On the path to Minority Report

There is a rumor floating around that the new iPhone will have a fingerprint scanner built into it. I’ve used a USB fingerprint scanner for years, so it’s not that the concept of using a fingerprint to access a computer is really that revolutionary, but it is cool. However, it turns out that the touchscreen itself may soon be able to read your fingerprint. According to New Scientist magazine, the first touchscreen to recognize you by your fingerprints could usher in a new way of interacting securely with computers in public places.

My first thought is was that people better get used to wiping down stuff after they use it. My next thought was that forget using computers in public places, this would enable a new layer of security on mobile devices. It would be awesome to have a fingerprint scanner on my mobile phone, especially with the rise of NFC, and if separate hardware isn’t required, then fewer parts are required, which means less heat, which means longer battery life and so on.

According to the article, “Displays cannot scan fingerprints and fingerprint sensors cannot display images. What we have invented does both. No one has done this before,” says Christian Holz of the Hasso Plattner Institute in Potsdam, Germany. Holz and colleague Patrick Baudisch built their screen to overcome a major drawback with current displays: they emit light but cannot sense it. This flaw makes it impossible for the screen itself to recognize a user via their fingerprint, unless a separate sensor is set up beside the screen.

The researchers created their prototype using a glass screen comprised entirely of millions of 3-millimetre-long optical fibres bundled together vertically into a single flat platter. Each fibre pipes out rays of visible light from an image projector mounted below the glass. Meanwhile, infrared light from a source adjacent to the projector bounces off the fingerprints and back down to an infrared camera. Early tests have been encouraging, Holz says, with fingerprint recognition accuracy “up to FBI standards”. They are now working on a touchscreen that won’t need a projector. The researchers envision people in coffee shops being able to do a little work or browse the internet on large, sharable, interactive table-tops instead of having to bring in a laptop or tablet computer. Or customers at a bank could pass secure e-documents across a table and discuss them with a clerk.
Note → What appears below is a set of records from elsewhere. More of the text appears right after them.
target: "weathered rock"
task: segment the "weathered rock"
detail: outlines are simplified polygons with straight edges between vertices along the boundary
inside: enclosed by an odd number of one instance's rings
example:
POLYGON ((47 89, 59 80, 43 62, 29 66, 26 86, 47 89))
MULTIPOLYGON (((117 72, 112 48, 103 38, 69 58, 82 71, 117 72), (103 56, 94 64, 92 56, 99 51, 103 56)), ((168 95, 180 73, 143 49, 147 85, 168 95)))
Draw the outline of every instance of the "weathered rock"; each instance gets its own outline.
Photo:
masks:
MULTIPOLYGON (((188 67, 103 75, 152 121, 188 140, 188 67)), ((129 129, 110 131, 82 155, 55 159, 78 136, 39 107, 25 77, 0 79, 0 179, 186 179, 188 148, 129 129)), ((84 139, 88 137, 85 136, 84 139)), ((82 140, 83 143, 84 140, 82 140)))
Simon Sugar, CEO of Amscreen, based in Bolton, UK, is applying a different biometric technology to screens – face recognition. His firm runs a network of 6000 advertising screens in UK shops and garages. The new tech recognises gender and age and serves up a relevant ad to whoever is in front of the screen. “In coffee shops this fingerprint system might find a role because people hang around much longer than they do in front of an advertising screen,” says Sugar. But he warns that the possibility of storing users’ fingerprint data means that privacy issues will have to be addressed before the screen hits the market.